Może nagraj to stukanie czymś lepszym niż "kalkulator" i będzie prościej coś powiedzieć
KamilZ - 04-12-2013, 10:36
Może nagraj to stukanie czymś lepszym niż "kalkulator" i będzie prościej coś powiedzieć[/quote]
ok spróbuje.
Fragu - 04-12-2013, 15:39
KamilZ, wez Andrzeja - zrobimy jakiegos mini spota i sie poszuka
KamilZ - 04-12-2013, 16:28
Spoko ale najlepiej w tym tygodniu bo na poniedzialek sie umowilem do mechanika a nie chce zeby mnie naciagneli bo juz za amorki powiedzieli mi 280 zl za sztuke.

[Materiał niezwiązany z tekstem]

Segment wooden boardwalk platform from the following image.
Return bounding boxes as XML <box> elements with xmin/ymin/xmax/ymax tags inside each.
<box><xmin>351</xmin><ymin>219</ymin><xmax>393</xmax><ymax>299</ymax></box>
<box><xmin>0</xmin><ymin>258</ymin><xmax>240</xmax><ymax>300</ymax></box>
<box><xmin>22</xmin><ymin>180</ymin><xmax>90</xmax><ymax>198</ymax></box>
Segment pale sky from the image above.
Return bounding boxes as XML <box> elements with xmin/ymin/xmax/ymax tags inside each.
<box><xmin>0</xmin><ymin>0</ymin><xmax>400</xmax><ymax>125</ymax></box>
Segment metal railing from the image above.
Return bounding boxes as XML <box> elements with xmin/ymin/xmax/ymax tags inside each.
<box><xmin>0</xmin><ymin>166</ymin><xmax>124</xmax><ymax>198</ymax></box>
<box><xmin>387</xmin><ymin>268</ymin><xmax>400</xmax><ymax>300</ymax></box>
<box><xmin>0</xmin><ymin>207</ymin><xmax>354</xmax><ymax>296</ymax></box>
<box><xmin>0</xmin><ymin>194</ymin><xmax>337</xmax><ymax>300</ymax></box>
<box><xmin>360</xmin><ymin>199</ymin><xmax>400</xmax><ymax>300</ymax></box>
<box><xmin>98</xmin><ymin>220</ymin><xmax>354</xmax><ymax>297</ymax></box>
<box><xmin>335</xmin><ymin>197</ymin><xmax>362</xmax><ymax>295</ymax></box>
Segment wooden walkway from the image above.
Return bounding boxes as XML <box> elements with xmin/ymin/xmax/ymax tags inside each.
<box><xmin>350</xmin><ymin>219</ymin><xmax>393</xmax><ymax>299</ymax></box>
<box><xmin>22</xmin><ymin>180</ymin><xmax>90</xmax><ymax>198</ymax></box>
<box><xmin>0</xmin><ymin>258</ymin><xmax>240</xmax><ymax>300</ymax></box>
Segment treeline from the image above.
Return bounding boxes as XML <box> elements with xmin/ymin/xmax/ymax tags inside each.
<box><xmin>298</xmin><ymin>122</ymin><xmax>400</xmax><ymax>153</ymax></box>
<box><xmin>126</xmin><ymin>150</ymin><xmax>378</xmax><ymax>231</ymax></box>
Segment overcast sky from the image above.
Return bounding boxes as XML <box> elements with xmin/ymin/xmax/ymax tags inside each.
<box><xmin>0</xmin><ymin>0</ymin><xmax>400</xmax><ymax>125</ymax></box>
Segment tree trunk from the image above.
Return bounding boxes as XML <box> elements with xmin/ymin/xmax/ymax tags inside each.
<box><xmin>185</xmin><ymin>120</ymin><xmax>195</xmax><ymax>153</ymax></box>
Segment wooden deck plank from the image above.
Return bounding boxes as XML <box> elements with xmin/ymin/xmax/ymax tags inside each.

JayChyl - 05-12-2013, 15:46
Wymieniono dziś mi wahacz poprzeczny (dolny) z lewej strony z przodu. Im bardziej skręcałem kierownicą w lewo, tym takie trzeszczenie było bardziej słyszalne. Do tego im bardziej skręcona kierownica w lewo, tym większe trzeszczenie na nierównościach.
Po wymianie na nowy wahacz Sakura (japoński) wszystko w normie, kierownica dziwnym trafem zaczęła lżej "chodzić". Albo to tylko takie moje odczucie.
Czy wskazane jest po wymianie takiego wahacza jechać na zbieżność?
[ Dodano: 05-12-2013, 16:10 ]
KamilZ napisał/a: | Spoko ale najlepiej w tym tygodniu bo na poniedzialek sie umowilem do mechanika a nie chce zeby mnie naciagneli bo juz za amorki powiedzieli mi 280 zl za sztuke. |
Amortyzatory max 200zł /szt., przynajmniej tyle dałem rok temu za Kayaby, choć teraz mechanik (dobry mechanik) poleca bardziej Monroe niż kayaby, z uwagi na lepszą jakość wykonania i łatwiejszy montaż (podobno lepiej pasują niż Kayaby).
Ceny obu są podobne, ok 200 zł/szt. na przód i ok 150 na tył, w zależności od modelu amortyzatora. ceny z IC, po zniżce na kartę klubową zapewne z 10-20% mniej. czyli wychodzi ok. 360zł za komplet przód lub ok. 280zł komplet tył.
Fragu - 05-12-2013, 16:21
JayChyl napisał/a: | Czy wskazane jest po wymianie takiego wahacza jechać na zbieżność? |
Oczywiście.
arturj123 - 05-12-2013, 22:53
JayChyl napisał/a: | choć teraz mechanik (dobry mechanik) poleca bardziej Monroe niż kayaby, z uwagi na lepszą jakość wykonania i łatwiejszy montaż (podobno lepiej pasują niż Kayaby). |
Ciekawa teoria ...
Hugo - 06-12-2013, 07:52
arturj123 napisał/a: | Ciekawa teoria ... | Nawet bardzo ciekawa
Krzyzak - 06-12-2013, 09:13
a pamiętacie ten czas pierwszych Carism? - jak mechanicy masowo wyrzucali nowe Monroe z tylnego zawieszenia i wstawiali KYB i się okazywało, że to zawieszenie jednak może nie stukać
Marcino - 06-12-2013, 11:26
Straszne uwielbienei na każdym kroku dla KYB..... a co z innymi markowymi produktami, Sachs, Bilstein?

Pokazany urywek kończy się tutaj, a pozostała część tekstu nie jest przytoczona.